Now, the large generation sites are disappearing and instead electricity is coming from a growing number of distributed assets, such as wind farms and solar parks, which are oftentimes at the edge of the grid rather than in the centre.

Traditional grids were not built to manage this arrangement, with weaker grid-edge connections in danger of being overwhelmed.

Energy Asset Versatility

In the long term, grids will probably have to be re-designed with distributed renewables in mind—but for now, the simplest way to overcome grid constraints is simply to install battery systems wherever the network is strained.

These battery systems can then act as buffers against electricity network over-or under supply, removing the need for costly grid upgrades.

Nodal battery installations could benefit from local energy pricing arbitrage opportunities, particularly if grid operators and regulators introduce locational pricing to encourage electricity consumption at the point of generation.

Further reinforcing the case for energy storage is the way the grid is destined to integrate with transportation networks.

Vehicle electrification means a large part of electricity generation will go on moving cars, trucks and trains around, and these will all need readily available stores of energy for recharging.
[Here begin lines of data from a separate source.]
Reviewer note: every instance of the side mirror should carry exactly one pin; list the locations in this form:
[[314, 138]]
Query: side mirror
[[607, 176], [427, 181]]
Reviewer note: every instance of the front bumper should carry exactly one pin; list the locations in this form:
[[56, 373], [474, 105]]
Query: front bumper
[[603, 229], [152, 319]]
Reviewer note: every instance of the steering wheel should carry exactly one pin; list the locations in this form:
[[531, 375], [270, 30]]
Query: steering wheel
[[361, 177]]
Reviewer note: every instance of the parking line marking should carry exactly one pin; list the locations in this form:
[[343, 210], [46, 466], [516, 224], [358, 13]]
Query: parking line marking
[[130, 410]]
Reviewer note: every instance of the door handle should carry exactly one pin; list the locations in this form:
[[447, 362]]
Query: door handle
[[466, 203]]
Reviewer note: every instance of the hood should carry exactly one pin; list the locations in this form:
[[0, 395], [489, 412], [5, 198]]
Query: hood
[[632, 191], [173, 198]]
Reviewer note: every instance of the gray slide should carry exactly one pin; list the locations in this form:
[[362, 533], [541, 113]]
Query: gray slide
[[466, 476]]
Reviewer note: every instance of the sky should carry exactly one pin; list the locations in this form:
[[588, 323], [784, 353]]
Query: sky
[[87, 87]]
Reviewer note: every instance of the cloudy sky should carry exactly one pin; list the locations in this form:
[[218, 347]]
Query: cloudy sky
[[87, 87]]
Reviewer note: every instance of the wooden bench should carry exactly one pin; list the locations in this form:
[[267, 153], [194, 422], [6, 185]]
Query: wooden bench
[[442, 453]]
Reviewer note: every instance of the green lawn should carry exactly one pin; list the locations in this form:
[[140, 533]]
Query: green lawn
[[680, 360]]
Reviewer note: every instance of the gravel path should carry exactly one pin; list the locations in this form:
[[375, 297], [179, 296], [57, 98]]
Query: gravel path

Few appreciate the scale of this transformation.

Already, for instance, truck companies are designing charging systems that have more than 100 times the capacity of standard electric vehicle chargers. A medium-sized transport depot could one day consume the entire electricity output of a small power plant.

None of this will happen without battery storage, however. And no matter what an energy storage system does to earn most of its keep, it will always have other options for making money.

No other energy asset offers this level of versatility—nor is there anything that is likely to come close to it in the future.